Denn in Hamburg kann sich der Kandidat der Sozialdemokraten, der  
frühere Bundesarbeitsminister Olaf Scholz, gute Hoffnungen machen,  
den "Mist" hinter sich zu lassen und die Wahlen am 20. Februar  
gewinnen. Auch in Rheinland-Pfalz dürfte den Genossen die  
Oppositionsbank erspart bleiben. Allein, diese Erfolge täuschen über  
einen wichtigen Punkt hinweg: Die SPD hat es immer noch nicht  
geschafft, nach dem Wahldebakel von 2009 Tritt zu fassen. Daran  
ändert auch die Klausur der Parteispitze nichts, die gestern zu Ende  
gegangen ist. Die SPD bleibt dort, wo sie 2009 gestrandet ist: Auf  
der Sandbank der selbst verschuldeten Undefinierbarkeit. Mit einem  
Fortschrittspapier wollen sich die Sozialdemokraten im Wahljahr neu  
aufstellen. Wer es liest, bekommt ein paar Ideen präsentiert, die für 
Schlagzeilen taugen: Von einer Entlastung der Familien und Einkommen  
im Bereich bis 3000 Euro brutto ist die Rede. Dafür soll der  
Spitzensteuersatz auf bis zu 49 Prozent angehoben, das  
Ehegattensplitting soll abgelöst werden. Auch soll die unter  
Schwarz-Gelb eingeführte Hotelsteuer-Ermäßigung rückgängig gemacht  
werden. Vieles, was im Programm zum Thema gesellschaftliche Teilhabe  
und gerechterer Verteilung geschrieben steht, klingt im  
sozialdemokratischen Sinne wünschenswert und durchaus vertretbar -  
für viele andere dürfte es vor allem nach Umverteilung und  
Mehrbelastung klingen. Trotzdem: Irgendwie bleibt das Gefühl, die SPD 
verharre nach wie vor im Kreis der nächtlich streunenden Katzen. Und  
die eint bekanntlich eine Tatsache: Sie sind alle grau. Wie die Union 
es lange tat (und oft noch tut) , so müht sich auch die SPD noch  
damit ab, die Folgen der großen Koalition hinter sich zu lassen. Die  
in der Bilanz äußerst positive Regierung mit der Union hat beide  
Seiten dorthin gerückt, wo CDU-Chefin Angela Merkel immer noch  
hinstrebt: in die Mitte. Die CDU, so heißt es, leide unter einer  
Sozialdemokratisierung.
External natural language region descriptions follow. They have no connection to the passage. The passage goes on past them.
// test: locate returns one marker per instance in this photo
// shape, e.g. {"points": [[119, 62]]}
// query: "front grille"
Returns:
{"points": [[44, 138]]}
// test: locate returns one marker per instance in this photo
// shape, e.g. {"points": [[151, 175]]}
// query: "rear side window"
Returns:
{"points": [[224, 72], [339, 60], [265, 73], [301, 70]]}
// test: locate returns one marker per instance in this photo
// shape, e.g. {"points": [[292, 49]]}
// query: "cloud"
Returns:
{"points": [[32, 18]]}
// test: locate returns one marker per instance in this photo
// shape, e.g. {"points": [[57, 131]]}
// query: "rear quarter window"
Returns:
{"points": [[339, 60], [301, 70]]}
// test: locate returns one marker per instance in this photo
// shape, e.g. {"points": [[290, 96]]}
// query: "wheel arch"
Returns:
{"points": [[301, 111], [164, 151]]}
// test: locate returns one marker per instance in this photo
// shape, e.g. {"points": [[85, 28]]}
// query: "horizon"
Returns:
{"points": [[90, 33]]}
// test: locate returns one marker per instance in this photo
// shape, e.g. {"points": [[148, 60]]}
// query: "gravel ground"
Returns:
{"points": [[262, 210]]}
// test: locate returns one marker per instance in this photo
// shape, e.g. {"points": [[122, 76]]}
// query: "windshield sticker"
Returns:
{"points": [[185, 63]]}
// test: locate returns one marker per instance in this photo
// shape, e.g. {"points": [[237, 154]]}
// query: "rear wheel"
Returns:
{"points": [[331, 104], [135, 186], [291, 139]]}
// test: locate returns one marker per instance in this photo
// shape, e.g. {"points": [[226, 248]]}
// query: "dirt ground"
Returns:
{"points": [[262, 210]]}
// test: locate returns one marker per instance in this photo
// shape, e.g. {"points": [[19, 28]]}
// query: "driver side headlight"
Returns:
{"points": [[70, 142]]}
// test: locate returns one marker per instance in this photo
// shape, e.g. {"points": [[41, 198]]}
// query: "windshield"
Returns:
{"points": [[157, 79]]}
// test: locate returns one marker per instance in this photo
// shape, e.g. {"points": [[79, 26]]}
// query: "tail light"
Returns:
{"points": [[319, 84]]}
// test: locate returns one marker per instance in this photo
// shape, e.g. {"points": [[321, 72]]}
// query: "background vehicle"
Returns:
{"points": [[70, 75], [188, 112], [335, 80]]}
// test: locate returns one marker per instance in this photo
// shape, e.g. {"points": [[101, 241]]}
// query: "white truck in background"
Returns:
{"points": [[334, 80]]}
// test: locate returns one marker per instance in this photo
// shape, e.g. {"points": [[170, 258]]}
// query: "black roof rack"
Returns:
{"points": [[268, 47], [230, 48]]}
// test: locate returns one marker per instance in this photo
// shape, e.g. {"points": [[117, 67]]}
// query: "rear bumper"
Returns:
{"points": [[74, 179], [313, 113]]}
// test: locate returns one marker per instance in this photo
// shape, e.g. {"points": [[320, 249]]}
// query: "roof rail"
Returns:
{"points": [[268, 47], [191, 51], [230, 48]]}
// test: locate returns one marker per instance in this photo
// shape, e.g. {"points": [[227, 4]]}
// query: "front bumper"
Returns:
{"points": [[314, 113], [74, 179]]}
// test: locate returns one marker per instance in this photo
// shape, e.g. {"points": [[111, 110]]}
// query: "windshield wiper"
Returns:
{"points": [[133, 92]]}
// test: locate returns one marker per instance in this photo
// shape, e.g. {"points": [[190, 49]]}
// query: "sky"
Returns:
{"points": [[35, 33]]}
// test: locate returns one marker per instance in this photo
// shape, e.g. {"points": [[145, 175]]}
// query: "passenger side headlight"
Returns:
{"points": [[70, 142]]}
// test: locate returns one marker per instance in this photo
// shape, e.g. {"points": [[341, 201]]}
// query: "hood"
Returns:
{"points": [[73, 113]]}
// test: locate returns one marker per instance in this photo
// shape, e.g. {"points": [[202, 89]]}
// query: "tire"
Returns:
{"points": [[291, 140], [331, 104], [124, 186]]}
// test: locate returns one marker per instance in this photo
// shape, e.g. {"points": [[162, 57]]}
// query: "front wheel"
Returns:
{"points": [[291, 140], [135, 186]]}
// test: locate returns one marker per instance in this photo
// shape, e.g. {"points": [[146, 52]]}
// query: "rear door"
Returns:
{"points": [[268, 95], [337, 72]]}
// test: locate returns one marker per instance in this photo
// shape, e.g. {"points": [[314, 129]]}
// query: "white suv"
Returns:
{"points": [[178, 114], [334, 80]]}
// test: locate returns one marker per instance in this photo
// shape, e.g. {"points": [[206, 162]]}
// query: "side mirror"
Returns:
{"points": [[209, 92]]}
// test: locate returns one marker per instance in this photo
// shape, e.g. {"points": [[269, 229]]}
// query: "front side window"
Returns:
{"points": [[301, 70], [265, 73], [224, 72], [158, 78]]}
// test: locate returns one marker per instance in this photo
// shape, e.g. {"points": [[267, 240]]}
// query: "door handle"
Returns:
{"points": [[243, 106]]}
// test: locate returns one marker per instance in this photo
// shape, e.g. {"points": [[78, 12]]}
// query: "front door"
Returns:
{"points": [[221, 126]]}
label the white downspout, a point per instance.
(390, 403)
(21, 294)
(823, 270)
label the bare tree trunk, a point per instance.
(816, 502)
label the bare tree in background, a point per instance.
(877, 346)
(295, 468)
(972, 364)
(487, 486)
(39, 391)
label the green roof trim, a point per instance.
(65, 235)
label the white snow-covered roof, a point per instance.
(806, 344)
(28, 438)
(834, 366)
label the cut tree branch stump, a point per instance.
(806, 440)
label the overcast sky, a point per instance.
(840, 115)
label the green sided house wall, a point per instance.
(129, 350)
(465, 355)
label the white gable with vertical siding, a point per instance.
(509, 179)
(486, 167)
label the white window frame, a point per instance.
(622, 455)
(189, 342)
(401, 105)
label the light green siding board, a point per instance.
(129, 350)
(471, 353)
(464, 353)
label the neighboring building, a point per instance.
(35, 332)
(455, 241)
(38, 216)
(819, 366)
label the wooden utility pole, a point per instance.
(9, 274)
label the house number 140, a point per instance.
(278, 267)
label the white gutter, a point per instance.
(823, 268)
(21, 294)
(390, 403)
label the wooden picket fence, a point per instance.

Die SPD, so die folgerichtige Beobachtung,  
leidet unter einer Unionisierung. Die Grenzen sind verwischt, das  
Profil hat gelitten. Nirgendwo lässt sich dies deutlicher erkennen  
als daran, dass nicht die SPD Gewinner der Koalition aus Union und  
FDP ist, sondern die Grünen. Der SPD fehlt das Projekt. Derzeit  
versuchen die Genossen, den Sieg, den die Blockade der  
Hartz-IV-Reform zweifelsfrei darstellt, für sich auszukosten. Der  
Erfolg freilich wird ausbleiben. Weil die Sozialdemokraten die  
Hartz-Gesetze eingeführt haben, können sie sie nicht komplett  
umbauen, ohne sich selbst unglaubwürdig zu machen. Die möglichen  
anderen Projekte, die auch im Fortschrittsprogramm benannt werden,  
sind bereits abgeschlossen, etwa das Energiekonzept oder die  
Gesundheitsreform. Bleiben also die Visionen für eine gerechtere  
Gesellschaft, die zwar schön klingen, aber dennoch nicht gerade  
profilschärfend sind. Die Genossen seien an dieser Stelle an ein  
anderes Zitat aus SPD-Mund erinnert: "Wer Visionen hat, sollte zum  
Arzt gehen", hatte Helmut Schmidt einst gesagt. Nein, die SPD muss an 
kleinen Beispielen zeigen, wofür sie steht. In der Sarrazin-Debatte  
hatte sie die Chance dazu. Ihr Vorsitzender Sigmar Gabriel hat im  
Interview mit dieser Zeitung das Konzept der Leitkultur, das aus dem  
Grundgesetz hervorgehe, als Richtschnur für eine Integrationskultur  
genannt. Aber wirklich scharfe - und wirklich falsche - Thesen hatte  
nur Sarrazin selbst. Wenn die SPD eines lernen kann von dem  
unsäglichen Provokateur, dann die Provokation selbst. Ein nett  
gemeintes Fortschrittsprogramm mit wenigen harten Forderungen dürfte  
sonst seinen Platz neben anderen gut gemeinten Zukunftskonzepten  
finden: In einem dunklen und staubigen Regal des Willy-Brandt-Hauses.